Anne Hathaway relance Le Diable S'habille En Prada 2 avec quatre retours

Anne Hathaway relance Le Diable S'habille En Prada 2 avec quatre retours

Vingt ans après le premier film, le diable s'habille en prada 2 remet Andy Sachs face à Miranda Priestly, Nigel et Emily. Le retour du quatuor donne à la suite un vrai enjeu de continuité: retrouver un univers qui, en 2006, faisait encore figure de référence pour Runway.

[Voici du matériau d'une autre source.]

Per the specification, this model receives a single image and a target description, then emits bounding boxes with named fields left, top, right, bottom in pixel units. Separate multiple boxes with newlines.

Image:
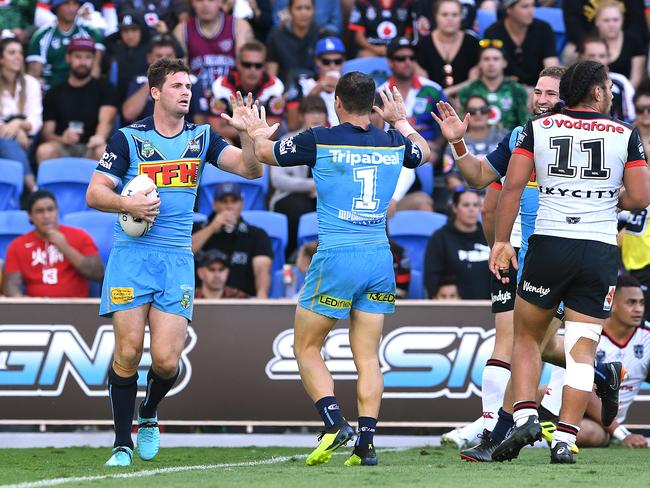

Andy Sachs revient chez Runway

Andy Sachs quitte de nouveau Runway pour se consacrer à sa carrière de journaliste, puis revient pour aider l’entreprise à redorer son image. Ce basculement la replace au centre du récit, avec Anne Hathaway dans un rôle qui ne rejoue pas simplement le passé mais le rouvre sur un terrain plus professionnel.

Meryl Streep reprend Miranda Priestly, Stanley Tucci revient en Nigel et Emily Blunt retrouve Emily. Les retrouvailles sont décrites comme plus que réussies, et leur complicité crève l’écran, ce qui donne à la suite une base d’ensemble solide plutôt qu’un simple exercice de nostalgie.

Miranda, Nigel et Emily

Emily travaille désormais au service d’une grande marque de luxe, ce qui change l’équilibre du groupe et place la suite dans une mode plus fragmentée que celle de 2006. Le film ne se contente pas de rallumer les anciens rapports de force: il les déplace dans une industrie où les repères de Runway ne suffisent plus à eux seuls.

Miranda reste une femme acerbe et déterminée, et Streep domine plusieurs scènes de la suite. C’est précisément ce qui donne du poids au retour: le personnage ne sert pas seulement de rappel, il impose encore le tempo du film.

Runway face aux influenceurs

Le film aborde l’essor des réseaux sociaux et des influenceurs, tandis que Runway est constamment poussé à se réinventer pour rester pertinent. Entre 2006 et aujourd’hui, c’est là que se trouve le vrai déplacement: l’ancien centre de gravité de la mode doit désormais composer avec des règles plus rapides, plus visibles et plus instables.

Andy revient donc dans un milieu qui n’a plus les mêmes codes, et c’est ce qui rend sa mission utile à regarder. Pour le public, la suite tient surtout si elle garde ce double mouvement: le plaisir des retrouvailles et la pression d’un secteur qui ne peut plus fonctionner comme il y a vingt ans.